Table 3 Average error of heterogeneity estimation

Tumor cell line data

To evaluate our methods with an experimental data set, we used next-generation sequencing data from previous work that examined the role that variants in the androgen receptor (AR) gene have on castration-resistant prostate cancer (CRPCa)[23]. Paired-end reads were sampled at 6000 × coverage from non-repetitive regions of the AR locus in genome DNA from the CWR-R1 cell line model of CRPCa. Reads were 76 bp in length with a 208 bp median fragment size (62.44 bp standard deviation).

The entire SHEAR pipeline (including initial alignment using BWA) completed execution in just under 16 hours using a cluster of eight Intel Xeon 2.66 GHz processors. The two components of IMR/DENOM could be run in parallel, with IMR, the more computationally expensive component due to the iterative alignments, taking more than three days on 24 Intel Xeon X7542 "Westmere" 2.66 GHz processors. These results indicate that SHEAR offers an efficiency advantage over IMR even though both operate iteratively, because SHEAR excludes concordantly aligned reads from future iterations. For example, the first execution of CREST in the SHEAR pipeline took seven hours, whereas the two subsequent executions of CREST took less than an hour combined.
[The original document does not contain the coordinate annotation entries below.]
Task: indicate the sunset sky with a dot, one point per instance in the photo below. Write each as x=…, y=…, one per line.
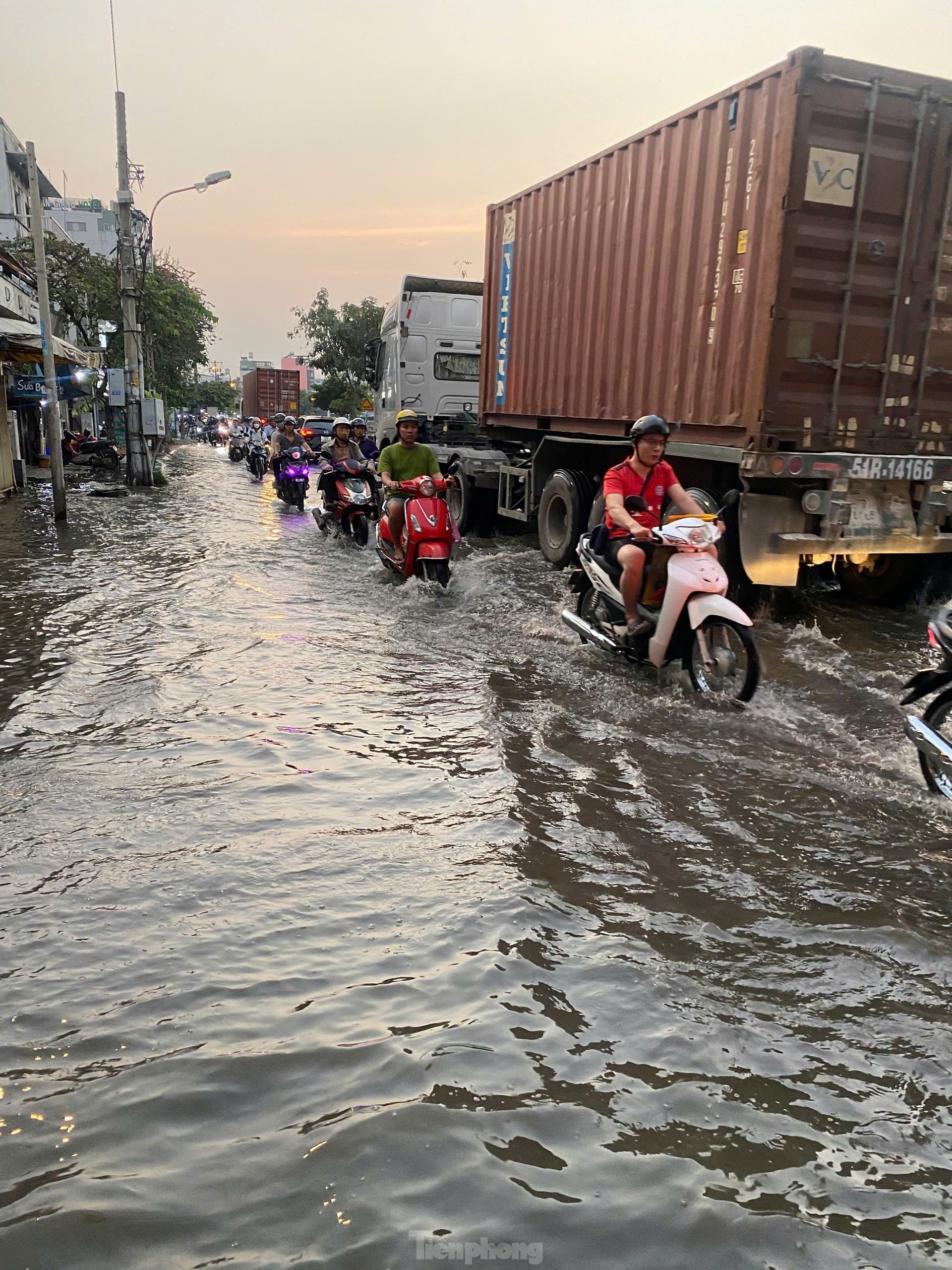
x=367, y=139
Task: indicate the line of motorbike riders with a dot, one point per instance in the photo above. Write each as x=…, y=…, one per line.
x=281, y=435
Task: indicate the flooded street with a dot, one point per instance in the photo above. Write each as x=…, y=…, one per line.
x=337, y=911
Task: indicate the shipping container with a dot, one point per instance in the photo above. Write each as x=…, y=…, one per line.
x=772, y=270
x=267, y=391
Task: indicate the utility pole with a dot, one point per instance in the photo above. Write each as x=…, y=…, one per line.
x=139, y=459
x=51, y=411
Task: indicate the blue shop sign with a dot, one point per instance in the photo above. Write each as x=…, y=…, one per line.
x=31, y=389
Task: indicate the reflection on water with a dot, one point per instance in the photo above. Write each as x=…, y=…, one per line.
x=336, y=910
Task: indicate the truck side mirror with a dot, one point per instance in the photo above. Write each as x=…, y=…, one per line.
x=370, y=362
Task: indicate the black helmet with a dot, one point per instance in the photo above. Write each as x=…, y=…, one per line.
x=649, y=426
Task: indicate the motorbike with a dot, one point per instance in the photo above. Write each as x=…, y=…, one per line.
x=353, y=504
x=685, y=599
x=291, y=482
x=927, y=732
x=429, y=531
x=257, y=460
x=97, y=455
x=238, y=448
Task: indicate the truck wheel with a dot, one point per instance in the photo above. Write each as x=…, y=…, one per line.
x=740, y=588
x=883, y=579
x=563, y=515
x=461, y=502
x=598, y=511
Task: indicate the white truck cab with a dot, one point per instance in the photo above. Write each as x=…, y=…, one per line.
x=427, y=357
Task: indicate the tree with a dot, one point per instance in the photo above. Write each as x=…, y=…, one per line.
x=178, y=325
x=176, y=321
x=218, y=393
x=336, y=346
x=333, y=393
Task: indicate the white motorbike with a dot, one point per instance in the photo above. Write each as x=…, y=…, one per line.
x=685, y=599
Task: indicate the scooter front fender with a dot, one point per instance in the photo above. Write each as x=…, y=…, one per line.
x=709, y=605
x=433, y=549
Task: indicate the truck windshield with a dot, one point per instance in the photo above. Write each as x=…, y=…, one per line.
x=456, y=366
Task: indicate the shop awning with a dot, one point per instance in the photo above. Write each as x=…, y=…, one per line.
x=23, y=338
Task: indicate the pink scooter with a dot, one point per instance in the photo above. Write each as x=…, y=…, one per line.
x=695, y=623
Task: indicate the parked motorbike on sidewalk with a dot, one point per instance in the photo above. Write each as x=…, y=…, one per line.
x=429, y=531
x=257, y=460
x=346, y=500
x=683, y=599
x=293, y=483
x=97, y=455
x=932, y=733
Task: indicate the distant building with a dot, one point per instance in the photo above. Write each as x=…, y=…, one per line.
x=246, y=365
x=84, y=220
x=18, y=290
x=14, y=189
x=309, y=377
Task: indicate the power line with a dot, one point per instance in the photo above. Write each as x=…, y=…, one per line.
x=116, y=64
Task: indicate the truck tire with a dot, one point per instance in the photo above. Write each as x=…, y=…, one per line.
x=884, y=579
x=598, y=511
x=563, y=515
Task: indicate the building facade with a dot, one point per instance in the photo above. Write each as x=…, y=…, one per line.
x=14, y=189
x=309, y=377
x=84, y=220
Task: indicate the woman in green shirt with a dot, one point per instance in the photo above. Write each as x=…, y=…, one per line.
x=405, y=460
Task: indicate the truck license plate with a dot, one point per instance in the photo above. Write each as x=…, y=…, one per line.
x=887, y=468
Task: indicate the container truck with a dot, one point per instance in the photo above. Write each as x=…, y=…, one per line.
x=266, y=393
x=427, y=357
x=772, y=270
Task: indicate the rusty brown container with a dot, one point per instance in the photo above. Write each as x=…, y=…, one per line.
x=771, y=267
x=266, y=393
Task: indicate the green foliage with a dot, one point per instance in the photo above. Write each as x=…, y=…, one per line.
x=218, y=394
x=177, y=324
x=336, y=394
x=336, y=345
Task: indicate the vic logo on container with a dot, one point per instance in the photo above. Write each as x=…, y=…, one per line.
x=506, y=282
x=831, y=177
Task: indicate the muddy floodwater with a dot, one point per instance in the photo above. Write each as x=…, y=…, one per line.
x=346, y=921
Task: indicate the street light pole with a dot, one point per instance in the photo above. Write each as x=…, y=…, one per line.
x=139, y=459
x=51, y=409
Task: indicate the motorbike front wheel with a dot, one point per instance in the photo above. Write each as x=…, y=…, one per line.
x=358, y=530
x=734, y=670
x=937, y=778
x=592, y=609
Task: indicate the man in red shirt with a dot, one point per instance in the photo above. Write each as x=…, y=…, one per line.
x=630, y=541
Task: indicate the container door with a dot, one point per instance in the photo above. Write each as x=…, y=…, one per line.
x=861, y=359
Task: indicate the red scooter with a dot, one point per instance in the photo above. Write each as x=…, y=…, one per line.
x=345, y=507
x=429, y=531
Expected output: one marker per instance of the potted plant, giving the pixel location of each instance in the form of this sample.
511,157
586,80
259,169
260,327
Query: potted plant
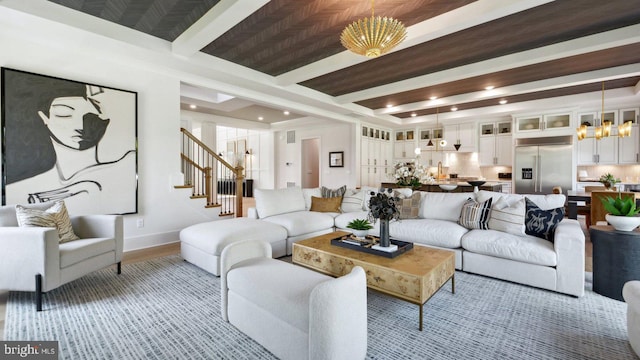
621,212
360,227
608,180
Table4 lists the results found from this data set. SV #1 is a translocation between the GALK2 gene locus on chromosome 15 and intron 1 of AR. SVs #2-4 are deletions within intron 1 of AR while SV #5 is located in intron 2. SV #6 is a deletion of the exact locus of intron 6 in AR and thus is likely the result of cDNA copies of mRNA present in the sequencing sample, as this sample was prepared in a lab that frequently works with AR expression vectors. Thus the supporting reads for this SV call might have come from cDNA containing exons 6 and 7 spliced together. None of the predicted SVs were found by IMR/DENOM because of the heterogeneity of the sample, highlighting the advantage of using SHEAR on heterogeneous sequencing samples.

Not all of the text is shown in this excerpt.